Poetry is subversive.  These young poets start by writing about a hair brush or the quality of happiness, but end up writing about themselves:

A kepa is a little hat that Jews wear . . .
My kepa has my name sewed
with the best sewing by my grandma . . .
If a fire came to my house,
the red and orange flames devouring it,
I would save my kepa.

As the class moves through the week with ever sharpening powers of observation, we move closer to the personal.  Reading work by poets as diverse as Arnold Adoff and Edna St.
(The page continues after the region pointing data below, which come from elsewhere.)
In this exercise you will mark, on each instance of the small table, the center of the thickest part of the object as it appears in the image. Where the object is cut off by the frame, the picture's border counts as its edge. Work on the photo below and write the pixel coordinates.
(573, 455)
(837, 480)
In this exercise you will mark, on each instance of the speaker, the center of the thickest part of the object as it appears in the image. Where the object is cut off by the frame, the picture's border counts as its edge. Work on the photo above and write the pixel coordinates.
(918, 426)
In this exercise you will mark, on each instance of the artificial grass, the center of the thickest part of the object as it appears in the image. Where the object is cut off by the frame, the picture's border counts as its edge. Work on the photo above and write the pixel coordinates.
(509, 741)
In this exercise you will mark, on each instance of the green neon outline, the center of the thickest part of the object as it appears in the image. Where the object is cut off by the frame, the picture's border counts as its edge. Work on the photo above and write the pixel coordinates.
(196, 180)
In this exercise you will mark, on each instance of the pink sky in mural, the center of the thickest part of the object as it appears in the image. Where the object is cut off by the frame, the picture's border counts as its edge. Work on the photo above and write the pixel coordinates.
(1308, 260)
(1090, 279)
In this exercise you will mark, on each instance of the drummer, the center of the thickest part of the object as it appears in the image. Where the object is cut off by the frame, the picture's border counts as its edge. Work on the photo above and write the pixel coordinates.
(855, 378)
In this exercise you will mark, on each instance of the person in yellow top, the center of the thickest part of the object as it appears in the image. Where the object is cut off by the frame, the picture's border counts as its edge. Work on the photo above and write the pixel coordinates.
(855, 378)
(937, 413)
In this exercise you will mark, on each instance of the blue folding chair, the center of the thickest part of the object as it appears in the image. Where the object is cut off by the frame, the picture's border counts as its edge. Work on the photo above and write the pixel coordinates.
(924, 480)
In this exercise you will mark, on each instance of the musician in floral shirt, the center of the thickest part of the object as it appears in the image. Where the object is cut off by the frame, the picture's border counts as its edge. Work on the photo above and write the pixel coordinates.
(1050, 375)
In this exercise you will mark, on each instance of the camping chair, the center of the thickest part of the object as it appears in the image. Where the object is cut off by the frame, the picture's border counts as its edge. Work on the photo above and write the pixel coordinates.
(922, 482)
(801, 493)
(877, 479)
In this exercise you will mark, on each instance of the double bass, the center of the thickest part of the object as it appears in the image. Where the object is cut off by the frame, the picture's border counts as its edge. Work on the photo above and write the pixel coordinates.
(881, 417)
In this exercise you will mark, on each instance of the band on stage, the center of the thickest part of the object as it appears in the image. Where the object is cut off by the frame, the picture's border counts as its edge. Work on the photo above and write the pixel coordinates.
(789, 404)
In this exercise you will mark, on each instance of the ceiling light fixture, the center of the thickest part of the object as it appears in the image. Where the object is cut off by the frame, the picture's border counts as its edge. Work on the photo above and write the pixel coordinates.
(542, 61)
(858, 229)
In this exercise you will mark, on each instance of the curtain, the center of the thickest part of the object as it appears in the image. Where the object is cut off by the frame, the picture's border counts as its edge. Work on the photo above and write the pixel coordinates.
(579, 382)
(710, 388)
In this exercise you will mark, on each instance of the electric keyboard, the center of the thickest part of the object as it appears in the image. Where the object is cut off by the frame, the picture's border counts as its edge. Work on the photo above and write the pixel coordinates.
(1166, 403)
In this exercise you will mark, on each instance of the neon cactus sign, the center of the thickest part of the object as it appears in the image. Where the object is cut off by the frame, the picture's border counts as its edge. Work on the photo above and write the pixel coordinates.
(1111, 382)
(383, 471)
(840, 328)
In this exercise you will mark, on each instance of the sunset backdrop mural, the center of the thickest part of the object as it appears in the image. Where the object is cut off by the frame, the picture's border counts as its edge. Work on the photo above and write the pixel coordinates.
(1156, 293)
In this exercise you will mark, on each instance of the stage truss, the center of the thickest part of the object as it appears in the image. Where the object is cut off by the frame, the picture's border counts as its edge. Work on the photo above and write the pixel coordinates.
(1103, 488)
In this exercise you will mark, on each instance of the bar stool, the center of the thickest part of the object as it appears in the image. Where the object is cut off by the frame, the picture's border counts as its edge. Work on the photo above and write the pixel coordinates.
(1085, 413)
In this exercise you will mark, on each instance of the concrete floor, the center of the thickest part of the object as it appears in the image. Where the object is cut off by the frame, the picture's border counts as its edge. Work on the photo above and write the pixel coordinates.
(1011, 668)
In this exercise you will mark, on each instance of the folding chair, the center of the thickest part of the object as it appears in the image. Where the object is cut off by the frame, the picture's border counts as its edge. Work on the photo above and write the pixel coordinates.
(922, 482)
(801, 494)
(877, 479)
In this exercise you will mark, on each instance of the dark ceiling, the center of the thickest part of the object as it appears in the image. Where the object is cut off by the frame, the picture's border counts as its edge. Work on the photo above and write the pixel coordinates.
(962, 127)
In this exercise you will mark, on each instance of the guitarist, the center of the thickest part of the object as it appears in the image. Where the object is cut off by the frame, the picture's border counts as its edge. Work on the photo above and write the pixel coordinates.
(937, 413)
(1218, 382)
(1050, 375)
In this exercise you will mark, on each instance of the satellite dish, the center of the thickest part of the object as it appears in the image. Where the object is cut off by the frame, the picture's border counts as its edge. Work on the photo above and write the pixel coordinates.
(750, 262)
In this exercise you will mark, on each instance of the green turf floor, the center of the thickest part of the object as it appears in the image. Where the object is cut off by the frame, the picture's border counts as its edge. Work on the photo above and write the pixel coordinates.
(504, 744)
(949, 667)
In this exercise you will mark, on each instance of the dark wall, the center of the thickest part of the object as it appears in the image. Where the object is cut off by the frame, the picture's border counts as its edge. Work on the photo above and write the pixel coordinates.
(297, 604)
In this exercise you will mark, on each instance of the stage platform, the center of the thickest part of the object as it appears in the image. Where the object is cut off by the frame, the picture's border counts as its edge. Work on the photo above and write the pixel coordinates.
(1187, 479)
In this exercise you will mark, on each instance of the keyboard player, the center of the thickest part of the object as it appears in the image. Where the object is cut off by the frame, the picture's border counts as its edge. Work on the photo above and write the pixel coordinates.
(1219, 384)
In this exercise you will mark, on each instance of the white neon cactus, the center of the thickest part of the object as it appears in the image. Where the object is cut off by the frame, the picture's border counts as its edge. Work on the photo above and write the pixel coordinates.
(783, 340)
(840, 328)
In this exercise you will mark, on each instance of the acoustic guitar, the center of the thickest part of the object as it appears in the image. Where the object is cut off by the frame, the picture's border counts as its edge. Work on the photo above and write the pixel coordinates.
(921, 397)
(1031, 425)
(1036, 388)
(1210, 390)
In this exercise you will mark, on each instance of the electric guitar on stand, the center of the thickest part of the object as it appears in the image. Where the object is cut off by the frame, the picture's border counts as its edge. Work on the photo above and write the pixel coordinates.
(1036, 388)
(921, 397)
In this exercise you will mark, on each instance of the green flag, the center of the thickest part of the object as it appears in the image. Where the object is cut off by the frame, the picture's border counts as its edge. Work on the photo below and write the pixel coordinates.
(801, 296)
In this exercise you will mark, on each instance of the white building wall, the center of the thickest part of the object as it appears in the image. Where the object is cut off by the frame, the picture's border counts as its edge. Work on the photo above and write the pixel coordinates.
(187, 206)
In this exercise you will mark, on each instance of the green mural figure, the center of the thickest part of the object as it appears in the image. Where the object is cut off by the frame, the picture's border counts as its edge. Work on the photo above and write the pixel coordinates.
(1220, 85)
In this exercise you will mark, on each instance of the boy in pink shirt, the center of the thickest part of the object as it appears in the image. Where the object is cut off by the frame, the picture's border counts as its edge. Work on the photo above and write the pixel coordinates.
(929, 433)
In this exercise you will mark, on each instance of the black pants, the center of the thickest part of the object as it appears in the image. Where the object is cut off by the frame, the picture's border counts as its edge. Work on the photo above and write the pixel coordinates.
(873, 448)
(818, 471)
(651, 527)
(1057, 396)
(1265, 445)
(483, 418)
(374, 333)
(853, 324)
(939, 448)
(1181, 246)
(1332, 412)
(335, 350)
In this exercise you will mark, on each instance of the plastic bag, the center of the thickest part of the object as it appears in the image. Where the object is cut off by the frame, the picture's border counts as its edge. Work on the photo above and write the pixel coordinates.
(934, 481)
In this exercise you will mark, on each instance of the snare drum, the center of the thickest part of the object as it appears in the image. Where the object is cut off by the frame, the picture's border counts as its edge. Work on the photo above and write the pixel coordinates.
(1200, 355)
Vincent Millay, we write poems about important memories, people, and places of refuge--events and entities that have changed who we are.  We use concrete images and sensory details to place the reader squarely in our shoes, and thus show the world what we see and feel. 
My final challenge to young poets is to write a poem about themselves.  The week's intense observation has opened up all kinds of doors.  In  rediscovering the things that are most familiar to them, they are now looking with fresh eyes at the both the world around them and the possibilities within themselves.  Their final poems are often a wonderful, rich reversal of their first efforts, using tangible objects as metaphors for themselves:

I am a shell,
fragile and open
a stranger in the sands of time . . .

I feel like a book, always
being jammed into a locker . . .

I am a statue, perfectly still,
listening to what no one
thinks I can hear.

Children's poetry has never been stronger.  Many excellent children's poets are publishing today--poets like Kristine O'Connell George, Nikki Grimes, Janet Wong, Paul Fleischman, and Douglas Florian--and teachers are using poetry in the classroom--not just in language arts, but in science, social studies, history.   More poets are visiting schools to share their passion, and teenagers are discovering the joys of performance poetry and "slams."
Why this resurgence of interest in poetry?  Maybe because, at this time in our society, we need it profoundly.  We--and the children we care about--need the excuse to pause, stretch out our arms, and touch the world.  To handle its lovely, mysterious objects and feel their power.  To chase, with a gossamer net of words, that sky-blue butterfly--and capture both a piece of the world and a piece of ourselves.